Chief among the concerns was "the sizable and growing"
lump-sum pension payment due to Chairman and CEO John Hammergren
had he retired, which was worth some $159 million, ISS said.
The ISS recommendation follows criticism of the San
Francisco-based healthcare technologies and drug distribution
firm by CtW Investment Group. CtW Investment is part of the
Change to Win labor federation, whose members include pensions
funds that are McKesson shareholders.
McKesson said its governance and executive compensation
structure helped drive its strong performance.
"Our board continues to listen and be responsive to
shareholder input, and we have made a number of significant
governance and compensation changes in direct response to input
from our shareholders," McKesson said in a statement.
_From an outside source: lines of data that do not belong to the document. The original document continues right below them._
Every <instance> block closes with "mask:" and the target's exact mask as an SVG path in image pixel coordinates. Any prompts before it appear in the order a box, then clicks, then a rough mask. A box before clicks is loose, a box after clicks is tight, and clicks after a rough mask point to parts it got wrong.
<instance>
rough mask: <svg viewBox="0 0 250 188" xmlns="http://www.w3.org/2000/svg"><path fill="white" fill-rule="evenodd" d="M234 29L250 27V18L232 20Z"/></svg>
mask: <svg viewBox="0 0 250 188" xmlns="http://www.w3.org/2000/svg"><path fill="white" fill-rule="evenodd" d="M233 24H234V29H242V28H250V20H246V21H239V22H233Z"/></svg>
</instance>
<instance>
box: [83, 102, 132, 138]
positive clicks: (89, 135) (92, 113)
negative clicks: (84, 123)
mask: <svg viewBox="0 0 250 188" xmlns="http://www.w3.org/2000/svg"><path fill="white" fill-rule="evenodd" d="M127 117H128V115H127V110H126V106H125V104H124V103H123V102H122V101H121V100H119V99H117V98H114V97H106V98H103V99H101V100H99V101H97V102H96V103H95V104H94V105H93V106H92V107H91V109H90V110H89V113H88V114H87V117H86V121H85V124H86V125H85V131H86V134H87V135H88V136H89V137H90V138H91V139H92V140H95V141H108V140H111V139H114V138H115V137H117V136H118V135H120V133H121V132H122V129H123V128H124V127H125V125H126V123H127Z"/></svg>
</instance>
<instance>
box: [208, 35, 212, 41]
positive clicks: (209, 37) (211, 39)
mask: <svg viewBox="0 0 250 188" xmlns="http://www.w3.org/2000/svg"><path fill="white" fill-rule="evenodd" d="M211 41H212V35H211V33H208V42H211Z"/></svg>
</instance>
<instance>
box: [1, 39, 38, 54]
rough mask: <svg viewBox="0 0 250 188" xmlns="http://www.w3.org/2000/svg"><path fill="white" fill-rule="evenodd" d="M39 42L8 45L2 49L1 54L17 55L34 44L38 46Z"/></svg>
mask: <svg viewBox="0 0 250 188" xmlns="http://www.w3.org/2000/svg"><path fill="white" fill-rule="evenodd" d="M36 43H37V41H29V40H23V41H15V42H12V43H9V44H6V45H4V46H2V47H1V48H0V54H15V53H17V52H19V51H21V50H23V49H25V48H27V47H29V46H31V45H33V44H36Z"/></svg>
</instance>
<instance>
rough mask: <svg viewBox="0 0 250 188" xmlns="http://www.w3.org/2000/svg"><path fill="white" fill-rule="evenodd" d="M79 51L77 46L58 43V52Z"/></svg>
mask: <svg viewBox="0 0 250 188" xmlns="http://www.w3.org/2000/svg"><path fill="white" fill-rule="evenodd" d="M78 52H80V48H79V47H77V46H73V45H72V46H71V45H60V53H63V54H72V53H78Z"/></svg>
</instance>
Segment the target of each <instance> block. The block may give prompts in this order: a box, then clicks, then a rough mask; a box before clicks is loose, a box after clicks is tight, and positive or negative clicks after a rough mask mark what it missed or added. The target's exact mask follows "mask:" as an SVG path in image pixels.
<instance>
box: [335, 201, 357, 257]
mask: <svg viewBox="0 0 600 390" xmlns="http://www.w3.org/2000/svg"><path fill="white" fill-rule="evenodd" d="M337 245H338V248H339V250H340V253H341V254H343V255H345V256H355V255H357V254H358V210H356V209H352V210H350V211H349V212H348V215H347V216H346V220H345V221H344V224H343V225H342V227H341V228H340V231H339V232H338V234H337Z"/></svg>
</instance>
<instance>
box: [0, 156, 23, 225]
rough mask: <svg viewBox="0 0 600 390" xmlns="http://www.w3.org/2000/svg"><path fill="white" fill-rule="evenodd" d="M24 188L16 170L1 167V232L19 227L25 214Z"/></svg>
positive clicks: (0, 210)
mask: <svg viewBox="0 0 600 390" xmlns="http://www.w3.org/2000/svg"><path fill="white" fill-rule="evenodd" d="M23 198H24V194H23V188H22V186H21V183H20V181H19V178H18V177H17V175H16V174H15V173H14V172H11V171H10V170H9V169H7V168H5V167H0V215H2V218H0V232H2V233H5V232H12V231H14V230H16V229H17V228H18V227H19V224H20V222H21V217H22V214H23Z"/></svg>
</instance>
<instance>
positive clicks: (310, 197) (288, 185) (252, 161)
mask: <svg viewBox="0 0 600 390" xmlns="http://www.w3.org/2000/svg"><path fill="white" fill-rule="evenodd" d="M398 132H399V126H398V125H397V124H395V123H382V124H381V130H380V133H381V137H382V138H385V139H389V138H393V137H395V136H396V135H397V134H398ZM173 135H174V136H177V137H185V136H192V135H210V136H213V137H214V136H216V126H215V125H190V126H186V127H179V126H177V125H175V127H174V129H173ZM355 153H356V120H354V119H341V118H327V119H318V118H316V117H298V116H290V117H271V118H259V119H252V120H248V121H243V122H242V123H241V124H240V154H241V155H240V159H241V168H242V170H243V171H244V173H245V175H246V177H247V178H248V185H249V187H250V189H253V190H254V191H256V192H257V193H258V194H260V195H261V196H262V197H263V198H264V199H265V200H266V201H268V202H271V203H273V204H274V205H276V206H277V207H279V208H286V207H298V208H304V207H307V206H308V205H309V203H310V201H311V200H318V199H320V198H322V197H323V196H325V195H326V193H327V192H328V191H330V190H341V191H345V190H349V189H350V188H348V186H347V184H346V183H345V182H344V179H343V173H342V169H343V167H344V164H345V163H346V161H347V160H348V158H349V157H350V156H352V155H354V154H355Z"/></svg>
In a July 1 letter to McKesson shareholders, CtW said
McKesson's board is "entrenched and insular" and noted a "string
of multi-billion dollar compliance and internal control failures
under the watch of the audit committee".
CtW Investment Group also urged McKesson shareholders to
vote against the re-election of directors Jane Shaw, a 21-year
veteran of the board; Alton Irby, a 14-year veteran of the
compensation committee as well as Hammergren.
In its recommendation, ISS said shareholders should vote
against Irby and three other members of the compensation
committee - Edward Mueller, Christine Jacobs and David Lawrence
- for failing to address the compensation issues.
"The fact is the CEO's lump sum pension balance represents
substantial lifetime costs to shareholders and does not
incentivize the CEO's retention," ISS said.
ISS did not recommend the removal of Shaw. It also did not
recommend voting against Hammergren because the company has
agreed to name a lead independent director.
ISS representatives did not return requests for comment
The ISS recommendations were first reported by The Wall
McKesson's shareholders are scheduled to vote at the
company's July 31 annual shareholder meeting.